A Journey within Steganos
How to find the Reverser's Advanced Steganography Page
'LIGHT' (pre-advanced) version ~ 'reduced' version
by Jean Flynn
Courtesy of Reverser's page of reverse engineering
A great essay. It seems that the steganography idea begins to carry some IMPORTANT first results. Clearly all this can be considered only the beginning of a real work on steganographical reversing. I decided, seen the importance of Jean Flynn's approach, to publish TWO versions of his essay. A LIGHT one (on this side of the strainer) and a COMPLETE one (on the advanced steganography page). People that are stuck with the reversing work will be able to tackle it from Jean Flynn's perspective. People that have already solved the task will have the possibility to read it in extenso. I like a lot the trial and error part of this essay... in fact I believe that all essays should have the methodological clarity of this one. What really helps other reversers is NOT to have a ready made solution, it is to gather ideas and to see different approaches. That's what internet was made for (before our enemies transformed it in a silly Disneyland of useless frill) that's the whole point of the thing: team work, building on the shoulders of others, bringing humanity cleverness together, just because it is great fun to udnerstand things.
And this is Jean Flynn's (great) contribution. Enjoy!

This light version will show you MANY approaches to the reversing of the strainer... see you 'on the other side'!
There is a crack, a crack in everything That's how the light gets in
( )Beginner (x)Intermediate ( )Advanced ( )Expert

I rated this essay "Intermediate" level, not that I think that it is difficult to understand, but it covers many different faces of Reverse Engineering. To follow and master everything need some knowledge.
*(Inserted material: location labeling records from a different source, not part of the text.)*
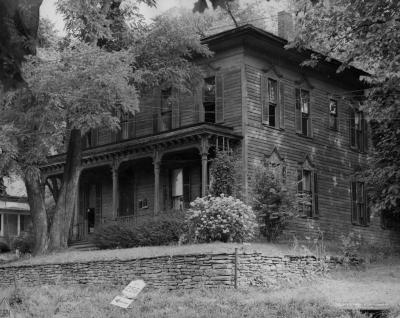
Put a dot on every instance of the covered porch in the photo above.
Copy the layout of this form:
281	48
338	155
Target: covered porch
153	176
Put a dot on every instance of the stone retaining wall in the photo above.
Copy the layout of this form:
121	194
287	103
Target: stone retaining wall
179	271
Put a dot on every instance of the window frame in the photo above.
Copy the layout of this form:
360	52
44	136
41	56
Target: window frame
302	116
312	207
166	109
358	132
360	214
333	116
1	224
267	103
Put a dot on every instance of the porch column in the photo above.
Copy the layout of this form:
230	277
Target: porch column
114	170
157	164
204	146
18	224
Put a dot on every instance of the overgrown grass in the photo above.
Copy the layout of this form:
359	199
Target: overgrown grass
78	301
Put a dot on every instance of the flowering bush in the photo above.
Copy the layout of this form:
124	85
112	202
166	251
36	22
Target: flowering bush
220	218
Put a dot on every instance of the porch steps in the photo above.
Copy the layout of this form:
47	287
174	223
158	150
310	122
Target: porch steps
82	246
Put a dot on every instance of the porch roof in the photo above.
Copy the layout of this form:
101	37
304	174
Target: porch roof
143	146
So, the reader may find here a view of several techniques needed to defeat Steganography, password cracking, reverse engineering, along with comments of mine on the subject.
A Journey within Steganos
How to find the Reverser's Advanced Steganography Page
Written by Jean Flynn (the_flynn@hotmail.com)

This essay will show how I found the Reverser's advanced steganography challenge.  

Tools required
Compare : my own favorite binary comparator/hex editor included here with its source code
SoftICE 3.0
C or C++ compiler
Whatever Site downloading utility, like BlackWidow, or any other.
Steganos by Fabian

Target's URL/FTP
red Steganos by Fabian Hansmann @ http://www.steganography.com

Program History


- Act I Scene I - The Challenge

When I discovered Reverser+'s steganography page, I found and solved the 'Andromeda' riddle pretty fast, the way caprine did.
I was teased, but I didn't write any essay about it, because I thought this was just an 'appetizer', and the essay worth writing was the one about finding the 'advanced page' of steganography.
I decided to attack that challenge ASAP, wrongly thinking it would be peanuts to achieve, since I thought all the people listed in Reverser+'s page did find that page and already wrote an essay about it.
I have been very surprised to realize that I prove wrong, and that these people wrote about the 'easy' riddle, and not the 'hard' one. (Well, you did all right guys, it was not so 'easy' after all)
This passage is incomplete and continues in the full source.